Clashes broke out between the SDF and the Deir ez-Zor Military Council in August 2023, with local tribes within the military council declaring control over six villages along the Euphrates river upon SDF withdrawal on 29 August. The Deir ez-Zor Military Council began clashes with the SDF after the military council's commander, Abu Khawla, was arrested by the SDF who accused him of corruption and unlawful activity, and lasted until September. Abu Khawla was replaced by Turki Al-Dhari, also known as Abu Laith Khasham. The military council's organisation and leadership was restructured in October 2024 and a new commander, Ayed al-Turki al-Khabil, also known as Abu Ali Fuladh, was installed.

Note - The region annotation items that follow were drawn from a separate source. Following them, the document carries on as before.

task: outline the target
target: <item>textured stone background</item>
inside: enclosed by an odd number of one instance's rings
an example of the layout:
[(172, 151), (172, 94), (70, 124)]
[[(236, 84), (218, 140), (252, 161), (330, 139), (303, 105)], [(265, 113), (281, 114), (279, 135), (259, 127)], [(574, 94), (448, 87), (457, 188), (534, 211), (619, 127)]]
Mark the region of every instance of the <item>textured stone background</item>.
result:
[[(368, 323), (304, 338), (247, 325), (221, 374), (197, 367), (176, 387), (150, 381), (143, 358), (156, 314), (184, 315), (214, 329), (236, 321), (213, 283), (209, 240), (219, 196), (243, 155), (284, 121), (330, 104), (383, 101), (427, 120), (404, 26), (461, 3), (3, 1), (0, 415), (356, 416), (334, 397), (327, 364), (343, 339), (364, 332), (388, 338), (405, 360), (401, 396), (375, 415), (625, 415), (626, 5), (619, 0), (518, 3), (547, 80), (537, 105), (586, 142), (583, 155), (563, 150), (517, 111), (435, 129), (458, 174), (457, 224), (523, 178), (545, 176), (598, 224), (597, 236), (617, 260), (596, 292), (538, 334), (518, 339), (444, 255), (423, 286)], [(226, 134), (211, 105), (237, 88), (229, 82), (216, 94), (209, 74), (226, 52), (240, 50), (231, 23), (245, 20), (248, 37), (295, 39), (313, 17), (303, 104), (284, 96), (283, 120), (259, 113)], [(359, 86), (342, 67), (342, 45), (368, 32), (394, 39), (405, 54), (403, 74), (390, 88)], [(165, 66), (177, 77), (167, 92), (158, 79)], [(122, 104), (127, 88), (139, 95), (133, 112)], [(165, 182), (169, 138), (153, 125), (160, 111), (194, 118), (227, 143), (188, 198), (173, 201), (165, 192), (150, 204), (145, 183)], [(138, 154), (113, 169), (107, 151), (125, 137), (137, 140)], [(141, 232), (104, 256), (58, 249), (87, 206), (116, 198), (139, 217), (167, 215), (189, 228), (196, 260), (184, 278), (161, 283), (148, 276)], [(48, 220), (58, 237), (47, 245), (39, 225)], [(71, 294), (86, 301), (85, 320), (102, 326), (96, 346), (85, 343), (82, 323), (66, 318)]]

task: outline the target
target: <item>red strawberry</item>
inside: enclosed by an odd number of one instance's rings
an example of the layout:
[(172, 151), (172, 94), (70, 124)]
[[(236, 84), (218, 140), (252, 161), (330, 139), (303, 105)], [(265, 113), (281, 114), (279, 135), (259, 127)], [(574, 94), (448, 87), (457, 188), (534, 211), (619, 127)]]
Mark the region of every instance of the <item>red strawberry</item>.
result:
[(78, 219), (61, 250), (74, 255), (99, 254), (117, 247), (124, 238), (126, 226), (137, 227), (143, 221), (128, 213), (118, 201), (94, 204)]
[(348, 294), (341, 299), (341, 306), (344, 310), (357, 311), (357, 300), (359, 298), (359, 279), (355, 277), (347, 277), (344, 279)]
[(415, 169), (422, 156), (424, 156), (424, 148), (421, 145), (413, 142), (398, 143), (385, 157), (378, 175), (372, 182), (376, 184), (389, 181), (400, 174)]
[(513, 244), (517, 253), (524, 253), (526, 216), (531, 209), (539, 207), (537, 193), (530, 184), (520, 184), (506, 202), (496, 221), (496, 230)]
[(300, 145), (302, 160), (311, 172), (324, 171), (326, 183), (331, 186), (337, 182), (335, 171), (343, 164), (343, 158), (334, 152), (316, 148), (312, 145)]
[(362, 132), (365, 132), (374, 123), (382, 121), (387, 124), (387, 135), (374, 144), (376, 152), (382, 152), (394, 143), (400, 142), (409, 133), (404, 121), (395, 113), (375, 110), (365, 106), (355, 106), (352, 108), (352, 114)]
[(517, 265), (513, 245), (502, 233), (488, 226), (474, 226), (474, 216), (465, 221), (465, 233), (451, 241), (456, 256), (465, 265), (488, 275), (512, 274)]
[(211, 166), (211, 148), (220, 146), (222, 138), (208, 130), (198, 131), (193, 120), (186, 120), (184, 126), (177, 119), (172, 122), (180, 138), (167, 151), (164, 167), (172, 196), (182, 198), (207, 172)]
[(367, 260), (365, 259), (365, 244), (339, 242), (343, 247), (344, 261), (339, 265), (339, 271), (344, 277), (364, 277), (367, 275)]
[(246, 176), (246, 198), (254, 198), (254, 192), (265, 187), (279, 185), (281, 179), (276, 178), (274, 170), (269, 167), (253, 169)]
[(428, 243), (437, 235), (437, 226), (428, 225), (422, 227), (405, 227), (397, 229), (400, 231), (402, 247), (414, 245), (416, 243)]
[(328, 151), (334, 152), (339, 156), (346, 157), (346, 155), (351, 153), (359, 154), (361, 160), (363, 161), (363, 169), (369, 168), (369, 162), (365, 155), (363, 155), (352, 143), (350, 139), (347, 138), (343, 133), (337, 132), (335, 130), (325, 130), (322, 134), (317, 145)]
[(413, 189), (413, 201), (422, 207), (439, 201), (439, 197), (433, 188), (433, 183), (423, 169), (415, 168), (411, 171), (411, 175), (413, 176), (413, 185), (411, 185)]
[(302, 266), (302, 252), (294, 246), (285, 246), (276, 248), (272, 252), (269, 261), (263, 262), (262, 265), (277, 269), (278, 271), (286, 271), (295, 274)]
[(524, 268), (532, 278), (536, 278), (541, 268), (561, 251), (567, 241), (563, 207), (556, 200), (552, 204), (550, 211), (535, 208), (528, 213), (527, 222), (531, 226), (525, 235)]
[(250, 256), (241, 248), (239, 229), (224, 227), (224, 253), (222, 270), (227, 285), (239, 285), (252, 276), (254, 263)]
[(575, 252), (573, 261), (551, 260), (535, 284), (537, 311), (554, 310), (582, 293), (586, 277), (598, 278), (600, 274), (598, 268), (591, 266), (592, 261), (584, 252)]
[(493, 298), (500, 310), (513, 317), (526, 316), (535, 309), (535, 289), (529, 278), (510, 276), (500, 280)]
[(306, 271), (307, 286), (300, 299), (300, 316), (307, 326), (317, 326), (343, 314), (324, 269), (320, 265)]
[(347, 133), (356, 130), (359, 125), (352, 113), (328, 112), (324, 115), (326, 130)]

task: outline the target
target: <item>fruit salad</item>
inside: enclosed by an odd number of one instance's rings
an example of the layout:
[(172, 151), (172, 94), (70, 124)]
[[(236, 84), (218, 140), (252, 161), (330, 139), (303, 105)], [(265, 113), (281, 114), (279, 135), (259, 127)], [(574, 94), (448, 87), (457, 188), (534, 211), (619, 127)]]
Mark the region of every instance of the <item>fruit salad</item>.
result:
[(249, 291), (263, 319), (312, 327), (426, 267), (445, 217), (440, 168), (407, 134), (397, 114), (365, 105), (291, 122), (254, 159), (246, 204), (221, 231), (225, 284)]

During the 2024 Syrian opposition offensives in late November to early December 2024, the Deir ez-Zor Military Council launched its own offensive against the SAA and Iranian militias in an attempt to capture the remaining government-held settlements east of the Euphrates. Following the withdrawal of pro-government forces towards Damascus on 6 December, the SDF extended its control over the city of Deir ez-Zor as well as the city of Abu Kamal and its border crossing with Iraq.

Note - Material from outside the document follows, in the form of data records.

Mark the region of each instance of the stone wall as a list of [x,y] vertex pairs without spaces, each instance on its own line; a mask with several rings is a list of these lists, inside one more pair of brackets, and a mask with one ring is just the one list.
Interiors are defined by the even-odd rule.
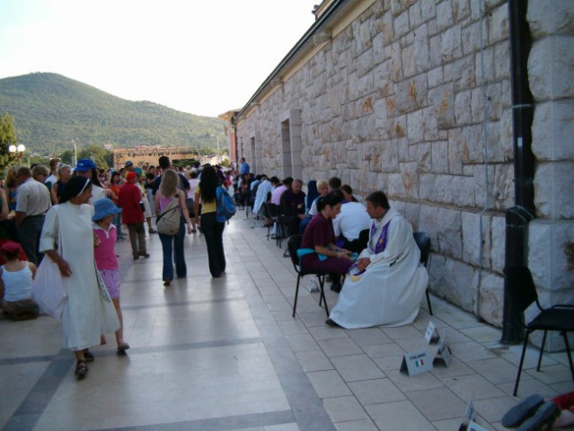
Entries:
[[[556,55],[561,59],[555,73],[571,75],[569,1],[556,2],[570,14],[553,27],[537,22],[541,40],[533,57],[538,52],[542,57],[531,61],[530,68],[531,80],[539,81],[533,83],[540,87],[535,97],[544,101],[536,108],[534,126],[536,156],[544,163],[537,170],[543,184],[536,183],[541,219],[534,233],[545,236],[550,230],[566,237],[568,231],[571,238],[574,204],[558,195],[567,192],[562,188],[574,172],[574,81],[547,82],[552,79],[546,74],[553,67],[549,56]],[[550,9],[544,0],[530,3]],[[561,32],[555,27],[570,34],[547,38]],[[570,99],[563,99],[569,92]],[[260,172],[281,176],[278,119],[299,110],[303,180],[337,175],[359,196],[384,190],[415,230],[431,236],[431,290],[499,325],[504,212],[514,205],[510,105],[506,1],[381,0],[240,121],[237,136],[246,142],[260,136]],[[259,157],[244,150],[248,161]],[[547,219],[552,222],[547,224]],[[561,264],[570,253],[570,267],[565,276],[551,277],[541,261],[537,282],[552,285],[543,278],[561,277],[572,285],[570,241],[560,246],[547,239]]]

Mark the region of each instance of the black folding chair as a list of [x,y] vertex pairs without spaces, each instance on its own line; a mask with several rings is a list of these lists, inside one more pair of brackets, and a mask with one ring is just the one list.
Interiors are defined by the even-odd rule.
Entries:
[[[426,232],[414,232],[412,236],[415,242],[420,250],[420,263],[425,268],[428,265],[428,257],[430,256],[430,236]],[[428,294],[428,286],[427,286],[427,303],[428,304],[428,313],[432,316],[432,307],[430,306],[430,295]]]
[[297,297],[299,295],[299,282],[301,278],[305,276],[315,276],[317,280],[319,280],[319,289],[321,291],[321,295],[319,299],[319,305],[321,305],[322,302],[325,304],[325,312],[327,313],[327,317],[329,317],[329,306],[327,305],[327,299],[325,298],[325,277],[328,275],[327,272],[324,271],[316,271],[313,269],[303,269],[301,268],[301,264],[299,263],[299,258],[297,257],[297,250],[301,248],[301,240],[303,240],[303,235],[292,235],[287,238],[287,250],[289,251],[289,257],[291,258],[291,263],[293,264],[293,268],[295,271],[297,273],[297,285],[295,288],[295,301],[293,302],[293,315],[295,317],[295,312],[297,308]]
[[558,330],[564,337],[564,344],[566,345],[566,353],[570,365],[570,373],[572,381],[574,381],[574,366],[572,366],[572,354],[570,347],[568,343],[568,332],[574,332],[574,304],[558,303],[550,308],[543,308],[538,302],[538,294],[536,286],[532,278],[530,269],[526,267],[513,267],[504,270],[507,277],[507,298],[512,301],[517,308],[524,311],[530,306],[532,303],[536,303],[536,306],[540,312],[529,323],[525,325],[526,333],[525,334],[525,342],[522,347],[522,355],[520,356],[520,365],[518,365],[518,374],[517,374],[517,383],[514,385],[514,396],[518,392],[518,383],[520,383],[520,374],[525,362],[525,355],[526,353],[526,345],[528,344],[528,336],[534,330],[543,330],[543,343],[540,347],[540,355],[538,356],[538,365],[536,371],[540,371],[542,356],[544,353],[544,344],[546,343],[546,333],[549,330]]

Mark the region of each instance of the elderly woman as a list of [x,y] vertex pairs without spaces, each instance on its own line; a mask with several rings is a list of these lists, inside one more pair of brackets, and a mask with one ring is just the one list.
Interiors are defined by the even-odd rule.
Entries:
[[[93,259],[92,181],[74,177],[66,184],[59,205],[46,215],[40,251],[54,260],[62,275],[67,302],[62,316],[64,347],[74,351],[75,375],[88,374],[93,360],[88,347],[100,344],[100,335],[119,328],[113,303],[101,286]],[[56,249],[57,243],[57,250]]]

Following the fall of the Assad regime, anti-SDF protests broke out in Deir ez-Zor calling for the Syrian caretaker government to take over the city. The leaders of the Hajin, Al-Kasrah, Al-Busayrah Military Councils and Koniko Brigade, which operate under the Deir ez-Zor Military Council, have since announced their defection to the Syrian transitional government and the Hayat Tahrir al-Sham (HTS) led Military Operations Command. The SDF have since lost control of parts of the city west of the Euphrates to Syrian government forces.

As of 18 January 2026, following the initial ceasefire, the Syrian transitional government through Arab tribal militias, had gained complete control of Deir ez-Zor Governorate. Subsequently, security forces in Deir ez-Zor launches reconciliation procedures for SDF affiliates.